A gull cried above them. Wind scraped through the broken rigging.
“That’s another reason we need to find Ellie,” Rayla said. “She may know how to stop the change in you. Or at least slow it. If anyone can, it’s her.”
Yanick looked toward the water. The wind had shifted. Salt stung his eyes.
“There’s something else,” Yanick said, eyes fixed on the floorboards beneath them, where salt and dust gathered in the cracks. His voice came out low, uncertain, like he was afraid saying it would make it more real.
Rayla didn’t respond at first. But something in her posture changed—subtle, instinctive. The kind of stillness that predators fall into just before they strike.
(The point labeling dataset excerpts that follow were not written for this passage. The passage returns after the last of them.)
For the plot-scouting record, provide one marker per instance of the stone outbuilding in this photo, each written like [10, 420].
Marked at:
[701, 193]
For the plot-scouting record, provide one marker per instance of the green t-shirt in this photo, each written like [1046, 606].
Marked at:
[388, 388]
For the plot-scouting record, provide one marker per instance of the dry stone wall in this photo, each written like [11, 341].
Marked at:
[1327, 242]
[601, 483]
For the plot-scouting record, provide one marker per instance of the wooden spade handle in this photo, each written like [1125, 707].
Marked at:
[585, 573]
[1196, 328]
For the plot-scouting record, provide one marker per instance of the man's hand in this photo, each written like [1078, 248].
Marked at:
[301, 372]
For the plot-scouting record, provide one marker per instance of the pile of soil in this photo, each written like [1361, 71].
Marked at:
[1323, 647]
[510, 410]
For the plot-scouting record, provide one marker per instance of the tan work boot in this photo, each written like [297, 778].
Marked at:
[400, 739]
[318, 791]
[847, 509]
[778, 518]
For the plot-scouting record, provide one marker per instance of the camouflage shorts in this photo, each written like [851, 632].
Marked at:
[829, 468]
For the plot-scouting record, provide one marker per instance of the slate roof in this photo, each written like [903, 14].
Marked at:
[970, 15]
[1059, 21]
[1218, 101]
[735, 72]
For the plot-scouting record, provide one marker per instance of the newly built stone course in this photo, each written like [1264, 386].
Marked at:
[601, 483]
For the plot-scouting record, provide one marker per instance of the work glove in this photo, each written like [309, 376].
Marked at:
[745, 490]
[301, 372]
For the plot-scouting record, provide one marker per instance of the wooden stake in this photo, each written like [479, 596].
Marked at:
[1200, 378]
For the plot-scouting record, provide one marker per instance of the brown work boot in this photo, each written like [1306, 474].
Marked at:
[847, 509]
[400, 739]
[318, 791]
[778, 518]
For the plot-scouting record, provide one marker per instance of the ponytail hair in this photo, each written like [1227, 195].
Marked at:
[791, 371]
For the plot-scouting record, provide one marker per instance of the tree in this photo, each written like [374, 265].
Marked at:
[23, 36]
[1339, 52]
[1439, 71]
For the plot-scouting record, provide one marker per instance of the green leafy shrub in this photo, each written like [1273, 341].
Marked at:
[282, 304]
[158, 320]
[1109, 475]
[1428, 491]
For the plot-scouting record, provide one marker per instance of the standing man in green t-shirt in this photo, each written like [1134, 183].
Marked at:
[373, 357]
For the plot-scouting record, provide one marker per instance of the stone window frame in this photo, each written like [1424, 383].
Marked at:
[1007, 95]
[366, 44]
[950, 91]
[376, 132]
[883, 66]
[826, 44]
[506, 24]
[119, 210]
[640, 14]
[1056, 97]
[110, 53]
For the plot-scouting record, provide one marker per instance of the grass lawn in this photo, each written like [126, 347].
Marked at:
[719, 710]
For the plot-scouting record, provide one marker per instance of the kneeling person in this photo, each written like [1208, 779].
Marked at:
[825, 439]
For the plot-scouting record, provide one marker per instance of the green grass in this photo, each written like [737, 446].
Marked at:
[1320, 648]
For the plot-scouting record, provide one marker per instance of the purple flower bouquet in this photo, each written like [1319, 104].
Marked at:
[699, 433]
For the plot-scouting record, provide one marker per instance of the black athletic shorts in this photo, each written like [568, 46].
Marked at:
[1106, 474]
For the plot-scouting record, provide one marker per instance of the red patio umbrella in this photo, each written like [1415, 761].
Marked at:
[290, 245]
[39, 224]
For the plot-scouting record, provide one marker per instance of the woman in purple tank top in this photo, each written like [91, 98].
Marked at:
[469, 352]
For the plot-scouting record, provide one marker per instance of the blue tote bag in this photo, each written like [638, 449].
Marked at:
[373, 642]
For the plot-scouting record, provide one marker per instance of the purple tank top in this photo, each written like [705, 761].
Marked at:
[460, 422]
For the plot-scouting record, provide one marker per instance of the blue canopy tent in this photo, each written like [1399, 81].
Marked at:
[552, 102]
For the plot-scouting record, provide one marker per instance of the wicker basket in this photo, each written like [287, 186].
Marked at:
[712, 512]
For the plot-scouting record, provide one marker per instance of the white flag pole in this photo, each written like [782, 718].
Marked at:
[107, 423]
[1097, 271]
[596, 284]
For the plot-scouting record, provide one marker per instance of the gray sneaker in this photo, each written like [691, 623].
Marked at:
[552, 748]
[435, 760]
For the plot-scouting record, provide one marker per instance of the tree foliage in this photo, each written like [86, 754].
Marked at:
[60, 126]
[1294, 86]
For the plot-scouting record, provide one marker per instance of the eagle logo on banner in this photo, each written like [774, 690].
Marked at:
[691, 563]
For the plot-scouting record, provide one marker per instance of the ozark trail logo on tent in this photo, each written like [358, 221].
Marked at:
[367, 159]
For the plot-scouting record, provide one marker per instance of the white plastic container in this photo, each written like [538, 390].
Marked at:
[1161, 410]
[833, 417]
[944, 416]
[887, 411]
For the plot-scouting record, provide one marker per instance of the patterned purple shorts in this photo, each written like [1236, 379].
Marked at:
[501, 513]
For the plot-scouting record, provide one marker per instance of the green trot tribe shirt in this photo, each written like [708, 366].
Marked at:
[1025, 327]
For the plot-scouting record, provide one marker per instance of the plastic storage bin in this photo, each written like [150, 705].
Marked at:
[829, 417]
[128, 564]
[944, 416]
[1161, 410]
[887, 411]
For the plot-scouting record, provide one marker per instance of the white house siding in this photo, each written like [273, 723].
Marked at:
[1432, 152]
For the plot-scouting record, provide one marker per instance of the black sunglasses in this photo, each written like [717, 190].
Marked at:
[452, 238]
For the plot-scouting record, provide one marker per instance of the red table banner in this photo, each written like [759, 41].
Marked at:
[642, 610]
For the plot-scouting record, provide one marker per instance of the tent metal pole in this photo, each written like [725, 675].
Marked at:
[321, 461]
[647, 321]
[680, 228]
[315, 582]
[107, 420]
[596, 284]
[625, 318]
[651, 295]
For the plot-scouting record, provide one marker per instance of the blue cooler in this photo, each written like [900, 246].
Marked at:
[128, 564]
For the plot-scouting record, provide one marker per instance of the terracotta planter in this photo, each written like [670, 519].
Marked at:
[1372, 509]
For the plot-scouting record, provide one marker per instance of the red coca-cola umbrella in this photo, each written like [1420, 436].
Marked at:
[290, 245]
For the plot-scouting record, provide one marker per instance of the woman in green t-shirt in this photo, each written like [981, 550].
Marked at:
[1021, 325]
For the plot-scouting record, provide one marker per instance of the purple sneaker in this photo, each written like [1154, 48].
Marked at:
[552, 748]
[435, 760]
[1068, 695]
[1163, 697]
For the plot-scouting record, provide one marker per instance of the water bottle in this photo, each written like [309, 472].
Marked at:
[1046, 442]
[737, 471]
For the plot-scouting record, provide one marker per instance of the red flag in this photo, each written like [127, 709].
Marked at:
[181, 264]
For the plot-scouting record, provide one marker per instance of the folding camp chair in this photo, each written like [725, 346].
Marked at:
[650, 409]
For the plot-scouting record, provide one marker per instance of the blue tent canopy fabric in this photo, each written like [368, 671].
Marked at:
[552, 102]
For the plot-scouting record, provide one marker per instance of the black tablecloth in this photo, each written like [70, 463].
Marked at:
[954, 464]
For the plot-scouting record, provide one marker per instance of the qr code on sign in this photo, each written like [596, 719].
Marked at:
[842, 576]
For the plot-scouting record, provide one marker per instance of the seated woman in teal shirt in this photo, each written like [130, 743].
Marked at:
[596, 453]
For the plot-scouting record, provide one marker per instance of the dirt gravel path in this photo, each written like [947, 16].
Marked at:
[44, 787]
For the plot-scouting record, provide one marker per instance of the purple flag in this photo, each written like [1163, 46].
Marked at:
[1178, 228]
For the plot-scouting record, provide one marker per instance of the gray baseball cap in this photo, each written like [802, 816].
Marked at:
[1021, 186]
“It told me something,” he went on.
Now she looked up.
“It spoke?”
He nodded, but slowly, as if unsure of it himself. “Not in words. Not out loud. It was more like a… thought. But it wasn’t mine. It pushed into my head like it had always belonged there. And I knew. I just knew it was him.”
“The ghost,” she said, but quickly corrected herself. “You mean your other mind.”
He didn’t answer. He didn’t need to.
Rayla’s face didn’t shift, but the muscles in her neck tightened. The shadows under her eyes deepened. She already knew what he was going to say next. She didn’t interrupt. just waited, silently inviting the worst.
“It told me where to go,” Yanick said.
Her breath caught, just once. Barely audible.
“Where?”
He hesitated. The word felt heavy in his mouth, like it had weight, like it might fall and crack the earth open.
“Lunareth.”
For a second, the name just hung there between them, untouched.
Then Rayla moved, but not forward, not away. She simply straightened, like something had snapped into place. The calm she wore cracked at the edges, not from panic, but from something far colder.
“If that voice tells you to go to Lunareth,” she said slowly, deliberately, each word carved from stone, “then that’s exactly where you must never go.”
They sat in silence, the kind that didn’t need to be filled. Only the sea spoke now, murmuring against the wooden stilts beneath them, a rhythm older than memory. Somewhere out on the water, a gull screamed, sharp and lonely.
Rayla exhaled slowly. Then she stood.
“Let’s go,” she said.
Yanick followed her without a word. They moved along the edge of the dock, walking in the half-shadow of rotting hulls and hanging nets. The city was quieter here, the buildings thinner, more brittle.
The stink of fish mingled with the metallic scent of diesel. Above them, the sky hung like damp cloth, heavy, low, bruised by the coming night.
Then Rayla stopped, grabbing Yanick by the sleeve.
“Look,” she whispered.
Across the docks, past the crates and rusted chains, two figures stood in profile near the boarding ramp of a long, narrow cargo vessel. One of them tall, hunched slightly at the shoulders, wrapped in dark cloth was unmistakably Nemeth. The other, beside him, held herself like someone used to command. Even from this distance, there was no doubt. Ellie.
Yanick’s breath caught.
They were saying goodbye.
No words reached them, but the gestures spoke loud enough. Ellie touched Nemeth’s arm, gently, like she was reminding him of something he’d rather forget. He didn’t look back. When she turned to board, he turned and walked away.
Yanick made to follow, but Rayla held him back.
“Wait.”
The ship’s horn blared once. A long, mournful note. Crewmen shouted, and ropes were drawn in.
Rayla grabbed a passing dockhand.
“That vessel. Where is it headed?”
The man gave her a glance, then shrugged.
“Lunareth,” he said, like it was nothing. “We bring the offerings for the one and only god.”
Rayla’s hand tightened into a fist.
“I’m going,” she said, already stepping toward the ramp.
Yanick blinked.
“But—”
“You’re not,” she snapped, turning back to face him. Her voice softened, but only slightly. “You can’t. Not after what that thing inside you said.”
He hesitated, torn between instinct and obedience.
“What about Nemeth?”
She nodded slowly, eyes narrowing in the direction the old man had vanished.
“You follow him. You finish it.”
Yanick’s jaw tensed.
“You still want him dead?”
Rayla stared at him, her expression unreadable. Then she stepped close, close enough for him to smell the salt on her coat and the steel in her breath.
“Bring me his head,” she said, “like I asked you to long ago.”
Then she turned and ran toward the ship, not looking back.